Updated 28 May 2025 at 18:56 IST
There is good news for homebuyers as the Monetary Policy Committee (MPC) of the Reserve Bank of India (RBI) is most likely to cut the repo rate by 25 basis points (bps) in the upcoming review meeting scheduled for June 6, 2025, according to a Reuters poll.
The central bank's MPC will convene on June 4 and deliver its outcome on June 6, 2025.
In April, the central bank, while cutting its repo rate, changed its stance to 'Accommodative' from 'Neutral', as there was a need to monitor and assess the economic outlook.
An 'Accommodative' stance means that the central bank is prepared to expand liquidity further in the market, in order to boost economic growth.
Accordingly, during such a time period the central bank is willing to cut the interest rates and a rate hike is ruled out.
This policy stance is typically adopted when growth needs policy support and inflation is not a concern.

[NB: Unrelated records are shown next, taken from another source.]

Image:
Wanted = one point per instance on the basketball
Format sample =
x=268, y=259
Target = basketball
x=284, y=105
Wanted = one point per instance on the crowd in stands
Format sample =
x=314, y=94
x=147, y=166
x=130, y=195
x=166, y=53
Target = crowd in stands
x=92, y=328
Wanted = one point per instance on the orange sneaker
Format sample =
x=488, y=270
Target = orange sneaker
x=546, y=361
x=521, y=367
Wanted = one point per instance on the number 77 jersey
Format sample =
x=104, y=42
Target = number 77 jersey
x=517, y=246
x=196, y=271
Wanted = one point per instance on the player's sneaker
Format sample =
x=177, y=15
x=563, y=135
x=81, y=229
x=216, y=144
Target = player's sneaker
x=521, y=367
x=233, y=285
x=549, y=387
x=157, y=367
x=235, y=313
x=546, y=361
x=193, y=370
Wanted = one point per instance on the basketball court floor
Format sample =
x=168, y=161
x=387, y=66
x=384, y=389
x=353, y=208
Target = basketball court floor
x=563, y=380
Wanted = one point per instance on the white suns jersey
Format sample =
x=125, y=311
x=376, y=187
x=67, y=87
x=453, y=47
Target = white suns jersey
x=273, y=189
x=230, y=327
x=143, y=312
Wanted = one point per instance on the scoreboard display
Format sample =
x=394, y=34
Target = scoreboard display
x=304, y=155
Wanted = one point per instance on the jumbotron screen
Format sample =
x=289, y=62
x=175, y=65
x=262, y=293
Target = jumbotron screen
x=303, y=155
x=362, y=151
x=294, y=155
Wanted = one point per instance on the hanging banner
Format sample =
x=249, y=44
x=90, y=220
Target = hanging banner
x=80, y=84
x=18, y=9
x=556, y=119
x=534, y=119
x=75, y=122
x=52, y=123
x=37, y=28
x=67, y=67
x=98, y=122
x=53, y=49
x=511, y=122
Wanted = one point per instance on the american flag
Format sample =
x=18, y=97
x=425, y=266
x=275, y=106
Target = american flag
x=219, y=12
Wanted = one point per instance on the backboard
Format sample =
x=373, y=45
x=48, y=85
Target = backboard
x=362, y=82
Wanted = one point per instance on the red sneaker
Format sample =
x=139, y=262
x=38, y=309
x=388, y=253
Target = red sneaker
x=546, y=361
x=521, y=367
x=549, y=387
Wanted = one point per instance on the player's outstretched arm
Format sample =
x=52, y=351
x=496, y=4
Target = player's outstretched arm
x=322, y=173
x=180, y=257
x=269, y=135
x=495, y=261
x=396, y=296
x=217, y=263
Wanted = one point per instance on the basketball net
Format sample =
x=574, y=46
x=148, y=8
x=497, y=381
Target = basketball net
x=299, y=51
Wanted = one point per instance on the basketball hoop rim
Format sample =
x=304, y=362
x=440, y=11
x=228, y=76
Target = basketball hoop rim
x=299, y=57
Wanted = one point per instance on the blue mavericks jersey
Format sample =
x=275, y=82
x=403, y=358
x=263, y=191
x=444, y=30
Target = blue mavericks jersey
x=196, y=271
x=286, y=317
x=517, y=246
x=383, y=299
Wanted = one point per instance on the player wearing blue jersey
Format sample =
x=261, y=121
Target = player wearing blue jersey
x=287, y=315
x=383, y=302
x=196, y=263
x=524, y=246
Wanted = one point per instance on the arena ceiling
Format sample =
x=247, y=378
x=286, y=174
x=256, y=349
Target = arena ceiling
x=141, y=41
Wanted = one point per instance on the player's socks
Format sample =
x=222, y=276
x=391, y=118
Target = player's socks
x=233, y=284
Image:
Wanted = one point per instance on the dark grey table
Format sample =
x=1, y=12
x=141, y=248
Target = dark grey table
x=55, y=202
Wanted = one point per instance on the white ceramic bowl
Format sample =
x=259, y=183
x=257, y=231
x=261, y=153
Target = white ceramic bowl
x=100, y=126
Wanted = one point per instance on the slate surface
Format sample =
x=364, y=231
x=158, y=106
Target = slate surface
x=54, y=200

Additionally, the central bank had recently given a dividend of Rs 2.69 lakh crore which will help the Centre's fiscal deficit target of 4.4% this year.
A reduced repo rate also implies reduced rates of interest for individuals taking loans. However, not every bank reduces interest rates as the repo rates are reduced and only certain banks will give the benefits of this situation to its consumers.
This happens as the RBI lends money to commercial banks, therefore, a lower repo rate will make loans more affordable and accessible.